According to Invesco, the main problem is the SEC’s requirement that an ETF only holds bitcoin futures contracts traded on the Chicago Mercantile Exchange (CME). Futures contracts must be rolled over each month as they expire, which adds complexity and costs to the management of the ETF.
“We ran a number of simulations and the cost of rolling the futures, produced a drag of 60-80 basis points [a month],” Anna Paglia, Invesco’s global head of ETFs and indexed strategies, told the Financial Times in a comment on Monday.

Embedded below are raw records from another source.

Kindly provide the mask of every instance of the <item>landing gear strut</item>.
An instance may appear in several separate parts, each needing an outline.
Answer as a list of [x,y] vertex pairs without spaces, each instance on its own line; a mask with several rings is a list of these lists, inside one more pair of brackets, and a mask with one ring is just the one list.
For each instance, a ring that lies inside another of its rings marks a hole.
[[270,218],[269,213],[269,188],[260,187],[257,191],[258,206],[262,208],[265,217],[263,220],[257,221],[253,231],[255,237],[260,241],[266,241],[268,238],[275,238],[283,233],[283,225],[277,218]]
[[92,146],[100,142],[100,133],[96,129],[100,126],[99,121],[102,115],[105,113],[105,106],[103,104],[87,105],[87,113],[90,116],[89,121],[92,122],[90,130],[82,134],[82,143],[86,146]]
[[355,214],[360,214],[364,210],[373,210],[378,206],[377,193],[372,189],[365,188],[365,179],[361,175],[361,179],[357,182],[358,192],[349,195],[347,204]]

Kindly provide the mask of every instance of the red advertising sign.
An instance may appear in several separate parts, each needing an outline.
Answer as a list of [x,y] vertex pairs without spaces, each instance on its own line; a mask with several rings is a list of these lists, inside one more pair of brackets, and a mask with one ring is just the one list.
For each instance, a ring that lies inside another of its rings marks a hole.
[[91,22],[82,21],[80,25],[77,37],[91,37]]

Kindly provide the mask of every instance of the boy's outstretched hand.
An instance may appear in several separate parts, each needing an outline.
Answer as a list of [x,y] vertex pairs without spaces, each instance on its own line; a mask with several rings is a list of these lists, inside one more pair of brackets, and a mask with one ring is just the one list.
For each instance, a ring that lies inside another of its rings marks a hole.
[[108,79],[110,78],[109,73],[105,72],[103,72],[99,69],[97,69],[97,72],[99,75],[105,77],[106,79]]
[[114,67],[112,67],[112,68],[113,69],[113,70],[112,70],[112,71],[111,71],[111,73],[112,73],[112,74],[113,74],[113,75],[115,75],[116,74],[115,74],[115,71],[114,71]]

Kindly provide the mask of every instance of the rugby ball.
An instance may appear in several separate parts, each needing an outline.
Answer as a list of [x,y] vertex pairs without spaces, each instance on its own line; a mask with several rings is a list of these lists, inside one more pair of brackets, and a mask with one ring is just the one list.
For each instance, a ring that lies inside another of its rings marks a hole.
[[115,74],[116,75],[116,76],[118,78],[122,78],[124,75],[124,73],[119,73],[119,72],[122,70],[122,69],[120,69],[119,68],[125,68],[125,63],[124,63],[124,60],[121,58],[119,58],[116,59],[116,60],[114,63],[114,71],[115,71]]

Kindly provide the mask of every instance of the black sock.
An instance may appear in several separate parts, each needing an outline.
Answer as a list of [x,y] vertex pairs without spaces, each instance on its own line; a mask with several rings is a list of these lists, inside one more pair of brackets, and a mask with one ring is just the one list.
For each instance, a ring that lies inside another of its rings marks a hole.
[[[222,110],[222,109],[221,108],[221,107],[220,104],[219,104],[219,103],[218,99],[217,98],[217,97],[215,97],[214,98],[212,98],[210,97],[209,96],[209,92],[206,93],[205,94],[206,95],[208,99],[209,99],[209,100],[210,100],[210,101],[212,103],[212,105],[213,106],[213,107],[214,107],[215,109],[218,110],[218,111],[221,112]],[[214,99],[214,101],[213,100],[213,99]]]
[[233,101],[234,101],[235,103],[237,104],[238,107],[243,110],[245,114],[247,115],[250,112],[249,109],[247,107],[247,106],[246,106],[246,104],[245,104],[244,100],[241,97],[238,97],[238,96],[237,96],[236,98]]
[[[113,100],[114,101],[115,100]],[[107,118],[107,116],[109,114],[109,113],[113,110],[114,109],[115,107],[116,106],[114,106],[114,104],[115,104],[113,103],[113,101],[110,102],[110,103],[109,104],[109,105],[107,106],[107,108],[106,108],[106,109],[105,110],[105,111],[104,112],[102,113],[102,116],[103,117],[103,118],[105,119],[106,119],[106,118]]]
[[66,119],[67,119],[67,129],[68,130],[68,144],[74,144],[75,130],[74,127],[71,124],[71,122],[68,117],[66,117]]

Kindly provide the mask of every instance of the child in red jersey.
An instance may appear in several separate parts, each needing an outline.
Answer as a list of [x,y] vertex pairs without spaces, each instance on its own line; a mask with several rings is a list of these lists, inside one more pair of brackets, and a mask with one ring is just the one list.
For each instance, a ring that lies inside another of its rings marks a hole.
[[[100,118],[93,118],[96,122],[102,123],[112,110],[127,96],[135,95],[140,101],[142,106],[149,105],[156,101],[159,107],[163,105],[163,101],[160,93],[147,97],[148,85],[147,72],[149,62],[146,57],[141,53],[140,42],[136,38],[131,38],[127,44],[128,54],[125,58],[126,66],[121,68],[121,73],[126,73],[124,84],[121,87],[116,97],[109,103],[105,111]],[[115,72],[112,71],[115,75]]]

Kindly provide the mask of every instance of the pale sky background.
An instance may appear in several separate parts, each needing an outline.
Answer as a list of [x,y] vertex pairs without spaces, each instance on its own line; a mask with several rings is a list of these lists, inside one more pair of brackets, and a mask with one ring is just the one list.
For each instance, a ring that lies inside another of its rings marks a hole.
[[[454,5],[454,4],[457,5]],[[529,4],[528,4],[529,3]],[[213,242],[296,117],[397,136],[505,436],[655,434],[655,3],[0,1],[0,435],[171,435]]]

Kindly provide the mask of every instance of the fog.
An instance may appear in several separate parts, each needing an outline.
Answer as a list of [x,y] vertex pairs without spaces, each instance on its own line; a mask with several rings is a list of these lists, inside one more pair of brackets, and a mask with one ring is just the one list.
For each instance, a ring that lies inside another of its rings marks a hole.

“We are talking about some big numbers, 5-10 per cent annualised. It was not going to be plain vanilla replication of the [bitcoin] index without significant tracking error,” Paglia added, while also sharing concerns around the capacity and liquidity of the bitcoin futures market.
Invesco had originally planned to include a mix of bitcoin futures and swaps, physical bitcoin, ETFs and private funds investing in the industry as part of its ETF, but said the SEC would not allow this.
And while Paglia told the Financial Times that CME’s bitcoin futures can be an “effective element” in a fund, she also added that they “never thought they would be effective when they would be 100 per cent of the product.”
In addition to the costs associated with rolling over contracts at expiry, however, rules from the CME that limit how many front-month contracts can be held by a single entity such as an ETF are also causing problems for the bitcoin ETF issuers.
As previously reported by Cryptonews.com, the rule had already forced the first bitcoin ETF, ProShares’ BITO, to load up on November contracts shortly after its October launch. And given that longer-dated futures contracts typically trade at a higher price than the current contract – a phenomenon known in the futures market as contango – costs for investors are driven up even further.
“The more we investigated the market and the space, the more we came to realise there are better ways of providing this particular exposure,” Invesco’s ETF head went on to say about its decision to withdraw the 75-page ETF filing.
The implied criticism of the rules from Invesco thus echo what was also heard from Bitwise after it last week said it had withdrawn its application for a bitcoin futures ETF.
According to Bitwise’s chief investment officer Matt Hougan, the firm’s proposal for a futures-based ETF was withdrawn because of “added complexity” and higher-than-expected costs associated with such an ETF.
As a result of this, Hougan said long-term bitcoin investors “would be better served by spot exposure,” which he noted is already readily available. Bitwise will instead “look for other ways to help investors get access to the incredible opportunities in crypto,” Hougan concluded at the time.